Все посмотрели друг на друга и засмеялись.
— Особенно ты хорош, — сказал Зернов. — Совсем швейцар из «Националя».
— А ты? Побрить? Постричь? Под бокс или полечкой?
— И я в мундире, — растерялся Мартин. — И переодеться не сможем. Может, куртку выбросить, а галун со штанов спороть?
— Не надо, — услышал я опять, — возьмите с собой как сувениры. Поездка не повторится.
— Значит, расстаемся?
— Увы, да.
— И больше не встретимся?
— Кто знает? Может быть, встретятся твои внуки и мои правнуки. Здесь время течет иначе, чем на Земле.
— Что ж, прощай. Может быть, это и к лучшему. Чудеса должен творить сам человек, а не мучиться над их объяснениями.
— Все, что теоретически возможно, обязательно будет осуществлено на практике, как бы ни были велики технические трудности. Это Кларк. Вместе читали.
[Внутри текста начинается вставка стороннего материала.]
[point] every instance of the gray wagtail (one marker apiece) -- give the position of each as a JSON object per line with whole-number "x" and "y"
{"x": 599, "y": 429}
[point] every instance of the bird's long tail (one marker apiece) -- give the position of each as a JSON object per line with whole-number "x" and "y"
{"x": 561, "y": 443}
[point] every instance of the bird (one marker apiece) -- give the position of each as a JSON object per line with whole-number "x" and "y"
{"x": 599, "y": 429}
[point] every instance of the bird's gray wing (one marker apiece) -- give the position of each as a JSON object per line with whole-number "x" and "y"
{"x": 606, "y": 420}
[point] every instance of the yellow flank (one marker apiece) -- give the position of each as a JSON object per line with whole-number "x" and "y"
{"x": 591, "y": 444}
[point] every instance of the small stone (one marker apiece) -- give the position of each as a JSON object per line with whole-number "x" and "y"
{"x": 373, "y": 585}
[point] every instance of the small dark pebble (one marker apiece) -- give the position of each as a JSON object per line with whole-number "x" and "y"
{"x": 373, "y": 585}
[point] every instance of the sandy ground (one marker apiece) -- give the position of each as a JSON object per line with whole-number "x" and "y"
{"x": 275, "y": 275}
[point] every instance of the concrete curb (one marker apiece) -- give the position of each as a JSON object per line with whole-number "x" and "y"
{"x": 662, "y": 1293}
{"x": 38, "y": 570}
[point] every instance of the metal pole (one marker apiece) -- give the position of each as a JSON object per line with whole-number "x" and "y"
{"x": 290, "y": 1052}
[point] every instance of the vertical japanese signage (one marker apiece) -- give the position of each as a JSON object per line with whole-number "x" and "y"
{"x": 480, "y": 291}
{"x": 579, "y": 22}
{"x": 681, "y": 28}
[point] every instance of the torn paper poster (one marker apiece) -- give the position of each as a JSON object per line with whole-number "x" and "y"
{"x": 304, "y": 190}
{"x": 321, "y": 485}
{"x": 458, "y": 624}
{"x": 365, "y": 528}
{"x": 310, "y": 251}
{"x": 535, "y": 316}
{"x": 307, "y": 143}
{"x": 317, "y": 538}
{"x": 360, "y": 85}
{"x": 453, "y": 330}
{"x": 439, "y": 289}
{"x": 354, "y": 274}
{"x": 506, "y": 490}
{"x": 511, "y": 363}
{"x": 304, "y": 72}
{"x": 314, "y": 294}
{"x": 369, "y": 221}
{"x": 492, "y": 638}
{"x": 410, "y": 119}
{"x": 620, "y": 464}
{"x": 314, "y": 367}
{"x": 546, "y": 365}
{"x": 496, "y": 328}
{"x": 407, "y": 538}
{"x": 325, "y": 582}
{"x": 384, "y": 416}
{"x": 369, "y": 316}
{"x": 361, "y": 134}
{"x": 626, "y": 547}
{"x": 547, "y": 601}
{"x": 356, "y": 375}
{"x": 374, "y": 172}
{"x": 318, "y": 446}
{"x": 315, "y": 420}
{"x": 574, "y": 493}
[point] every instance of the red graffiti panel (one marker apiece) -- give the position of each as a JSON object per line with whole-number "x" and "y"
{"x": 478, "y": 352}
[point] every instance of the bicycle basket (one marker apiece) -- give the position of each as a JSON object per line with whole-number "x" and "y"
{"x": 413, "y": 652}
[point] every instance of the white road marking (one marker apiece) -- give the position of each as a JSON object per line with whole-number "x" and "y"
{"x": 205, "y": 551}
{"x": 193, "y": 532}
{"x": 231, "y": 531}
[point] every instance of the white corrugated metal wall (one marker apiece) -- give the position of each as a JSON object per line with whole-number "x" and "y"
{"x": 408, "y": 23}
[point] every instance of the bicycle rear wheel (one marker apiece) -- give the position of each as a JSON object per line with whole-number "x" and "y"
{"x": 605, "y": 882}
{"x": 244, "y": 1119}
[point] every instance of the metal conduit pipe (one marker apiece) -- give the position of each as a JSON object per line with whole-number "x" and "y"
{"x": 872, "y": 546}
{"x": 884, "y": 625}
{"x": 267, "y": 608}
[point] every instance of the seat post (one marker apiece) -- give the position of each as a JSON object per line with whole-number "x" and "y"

— Должно быть. И Уэллса тоже. У меня сейчас на душе так же горько, как у мистера Барнстепла перед возвращением его из Утопии.
— А помнишь, о чем его попросили? Положить цветок на дорогу, где проходил стык двух миров.
— Я положу ветку.
— Нет, книжки. У тебя есть на даче какие-нибудь справочники, учебники?
— Что-то, помнится, есть.
— Положи их стопочкой в центре стола. Мне они пригодятся, даже если вернется память. А если нет, я переведу их для моих соотечественников. Пусть просвещаются… — Голос его постепенно слабел, как будто он уходил по дороге. — Приготовься. Будет шок. Да не пугайся — коротенький. Секунда, две…
— Приготовьтесь. Возвращаемся, — повторил я вслух и провалился в бездонный черный колодец.